Féminisme et néolibéralisme : des « liaisons dangereuses » ?
Que retenir de ce parcours ? L’un des articles les plus stimulants de l’ouvrage est à n’en pas douter celui que N. Fraser consacre aux « liaisons dangereuses » entre féminisme de la seconde vague et néolibéralisme. Dans le mouvement féministe des années 1980, le reflux de la lutte socialiste, égalitariste, rencontre, par une singulière ruse de l’histoire, le projet néolibéral fin de siècle de démantèlement de l’État-Providence. Aussi involontaires et inconscientes soient-elles, ces « affinités électives » tiennent à la convergence objective de la critique de l’« État-nounou » et de la critique féministe de l’économisme social-démocrate : indéniablement émancipatrice à l’époque du capitalisme étatisé, cette critique ne l’est plus lorsque le néo-libéralisme manifeste son désir de mettre fin à de nombreuses politiques sociales (p. 25). Les problématiques associées aux études de genre et au multiculturalisme permettent en effet de faire passer au second plan la question sociale : N. Fraser montre de manière incisive que la critique féministe du salaire familial, jadis pièce maîtresse d’une critique radicale de l’androcentrisme capitaliste, permet dorénavant de légitimer un mode d’accumulation du capital qui dépend du travail rémunéré des femmes.
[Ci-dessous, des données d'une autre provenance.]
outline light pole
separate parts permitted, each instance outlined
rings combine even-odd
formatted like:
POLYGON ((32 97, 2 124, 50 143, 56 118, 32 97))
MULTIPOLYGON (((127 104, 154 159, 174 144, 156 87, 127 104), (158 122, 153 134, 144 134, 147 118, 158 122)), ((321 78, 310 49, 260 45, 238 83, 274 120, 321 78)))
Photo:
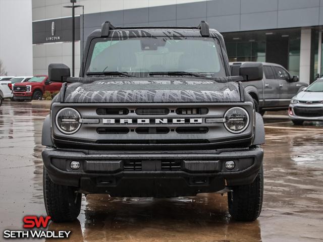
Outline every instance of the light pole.
MULTIPOLYGON (((74 4, 76 3, 76 0, 70 0, 71 3, 72 3, 72 6, 64 6, 64 8, 72 8, 72 76, 74 76, 74 67, 75 67, 75 10, 76 8, 79 8, 81 7, 83 8, 83 39, 82 41, 84 42, 84 6, 83 5, 74 5, 74 4)), ((83 43, 82 42, 82 69, 83 70, 83 43)))

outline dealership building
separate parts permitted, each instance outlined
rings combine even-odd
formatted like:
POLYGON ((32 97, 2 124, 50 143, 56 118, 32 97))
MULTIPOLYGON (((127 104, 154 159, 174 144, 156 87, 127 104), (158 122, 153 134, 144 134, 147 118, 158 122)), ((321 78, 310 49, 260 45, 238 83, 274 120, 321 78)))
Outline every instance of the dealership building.
MULTIPOLYGON (((72 68, 70 0, 32 0, 34 74, 50 63, 72 68)), ((110 21, 117 26, 197 26, 206 20, 221 32, 231 62, 278 63, 301 81, 323 74, 323 0, 78 0, 75 73, 83 36, 110 21), (83 33, 84 26, 84 33, 83 33)))

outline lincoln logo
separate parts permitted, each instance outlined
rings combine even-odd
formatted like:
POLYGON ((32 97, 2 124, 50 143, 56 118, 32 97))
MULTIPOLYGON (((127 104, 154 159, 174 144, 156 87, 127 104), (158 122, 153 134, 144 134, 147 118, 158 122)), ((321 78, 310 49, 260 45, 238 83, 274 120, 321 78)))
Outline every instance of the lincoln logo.
POLYGON ((51 22, 51 36, 55 35, 55 22, 52 21, 51 22))
POLYGON ((51 22, 51 36, 50 37, 46 37, 46 41, 50 40, 60 40, 61 39, 61 36, 55 36, 55 22, 52 21, 51 22))
POLYGON ((103 118, 102 123, 107 125, 155 125, 202 124, 202 118, 103 118))

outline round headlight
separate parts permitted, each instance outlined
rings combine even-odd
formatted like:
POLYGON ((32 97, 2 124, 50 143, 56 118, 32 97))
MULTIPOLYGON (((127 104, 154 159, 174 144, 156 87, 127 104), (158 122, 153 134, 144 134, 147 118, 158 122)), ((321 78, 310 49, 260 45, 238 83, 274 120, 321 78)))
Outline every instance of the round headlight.
POLYGON ((74 134, 80 129, 81 115, 74 108, 66 107, 56 114, 56 126, 62 133, 67 135, 74 134))
POLYGON ((248 112, 239 107, 232 107, 224 114, 226 121, 224 126, 228 131, 238 134, 244 131, 248 127, 249 117, 248 112))
POLYGON ((297 103, 297 99, 296 99, 296 96, 293 97, 293 98, 291 100, 291 103, 292 104, 295 104, 295 103, 297 103))

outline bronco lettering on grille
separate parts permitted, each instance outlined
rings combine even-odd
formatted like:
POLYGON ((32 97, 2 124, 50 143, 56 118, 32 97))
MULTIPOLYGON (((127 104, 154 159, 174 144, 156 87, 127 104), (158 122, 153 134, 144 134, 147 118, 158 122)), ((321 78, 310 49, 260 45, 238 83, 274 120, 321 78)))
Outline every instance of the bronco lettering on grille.
POLYGON ((102 118, 102 123, 107 125, 194 124, 202 124, 202 118, 102 118))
La dynamique est particulièrement forte dans le monde anglophone où l’imaginaire social, fondé sur la réussite individuelle, colonise certains mouvements féministes : « On le voit aujourd’hui notamment à travers les discours sur le fait de « briser le plafond de verre », d’atteindre des postes haut-placés dans l’entreprise, et à l’autre bout du spectre on a également toute la romance qui entoure l’idée du micro-crédit et les solutions liées au marché, qui étendent son emprise » [4]. En un mot, le nouvel esprit du capitalisme ne se nourrit pas seulement de la critique de mai 68, mais également de la critique féministe [5]. Contre toute vision angéliste, N. Fraser indique comment les efforts pour élargir la portée de la justice de genre (l’égalité hommes-femmes) au-delà de l’Etat-nation, dans une « société civile mondiale », peuvent être mis au service de la gouvernance mondiale néolibérale. Rejoignant les militant(e)s écologistes ou altermondialistes, les féministes ont pu se laisser prendre au piège du carcan des droits de l’homme (fussent-ils rebaptisés « droits humains »), et privilégier la lutte pour la reconnaissance sur la lutte contre la pauvreté et la précarité.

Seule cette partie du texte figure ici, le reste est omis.